Investigating the effectiveness of anti-agglomerants in gas hydrates and ice formation

The disruption by gas hydrates in the multiphase oil/gas production and transportation system is undesirable. One strategy for hydrate management is the injection of anti-agglomerants (AAs), allowing to form flowable hydrate slurries. For long tie-backs for gas and/or condensate under cold environments (the North Sea and deep offshore), combined with a Joule-Thomson cooling, the temperature can often decrease below 0 degrees C. In such cases, hydrate slurries first formed with AAs enter into the ice region. Thus, the impact of AAs on ice/hydrates formation needs to be identified for safe and sustainable operation.
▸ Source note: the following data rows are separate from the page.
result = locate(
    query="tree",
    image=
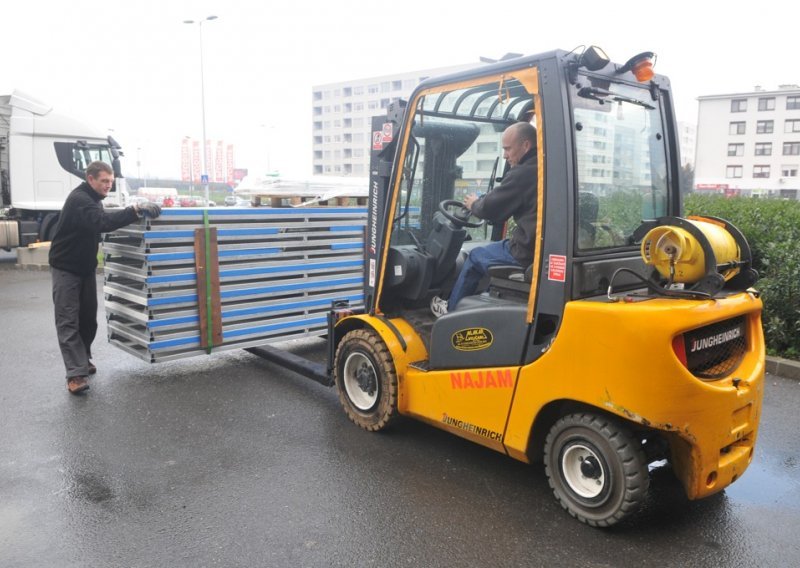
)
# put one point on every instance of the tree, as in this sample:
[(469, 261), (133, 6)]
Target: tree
[(686, 179)]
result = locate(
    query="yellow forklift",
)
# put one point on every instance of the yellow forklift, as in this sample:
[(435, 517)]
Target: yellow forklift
[(634, 336)]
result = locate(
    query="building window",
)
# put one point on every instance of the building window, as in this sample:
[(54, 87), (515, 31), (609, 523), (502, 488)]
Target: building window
[(761, 171), (789, 171), (791, 148), (736, 149), (765, 126), (766, 103), (733, 172), (763, 148), (791, 126), (736, 128)]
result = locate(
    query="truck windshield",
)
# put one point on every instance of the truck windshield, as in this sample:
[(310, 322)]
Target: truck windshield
[(620, 161), (76, 156)]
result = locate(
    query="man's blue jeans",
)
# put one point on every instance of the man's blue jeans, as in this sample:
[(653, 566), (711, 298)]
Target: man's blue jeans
[(477, 266)]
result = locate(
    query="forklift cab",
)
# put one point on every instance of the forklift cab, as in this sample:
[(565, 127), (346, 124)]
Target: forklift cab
[(449, 146)]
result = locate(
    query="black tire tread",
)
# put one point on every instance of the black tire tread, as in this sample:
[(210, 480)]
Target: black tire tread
[(629, 454), (386, 413)]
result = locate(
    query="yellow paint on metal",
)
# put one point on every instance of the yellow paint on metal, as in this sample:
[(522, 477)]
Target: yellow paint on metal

Transportability of hydrate slurries inside the ice region and AAs efficiency on hydrate/ice slurries formation has not been previously studied. We investigated the performance of AAs under the flow of water and oil on ice formation, and gas hydrates formation followed by ice formation using the rock-flow cell, which enables direct visual observation to see when, where, and how those solids form. Without AAs, solid hydrates and/or ice bed stick to the bottom of the pipe, thus reducing the flowability. While the poor-performing AA does not largely change how hydrates and ice form, the good-performing AA can disperse hydrate beds into flowable slurries, ensuring flowability. Ice chunks may still form, but they flow well along with hydrate slurries in the conditions tested. This ice/hydrates co-existence and co-formation are of great interest in certain field conditions, and thus the effect of AAs has to be re-evaluated to optimize their use for successful risk management in oil/gas production systems.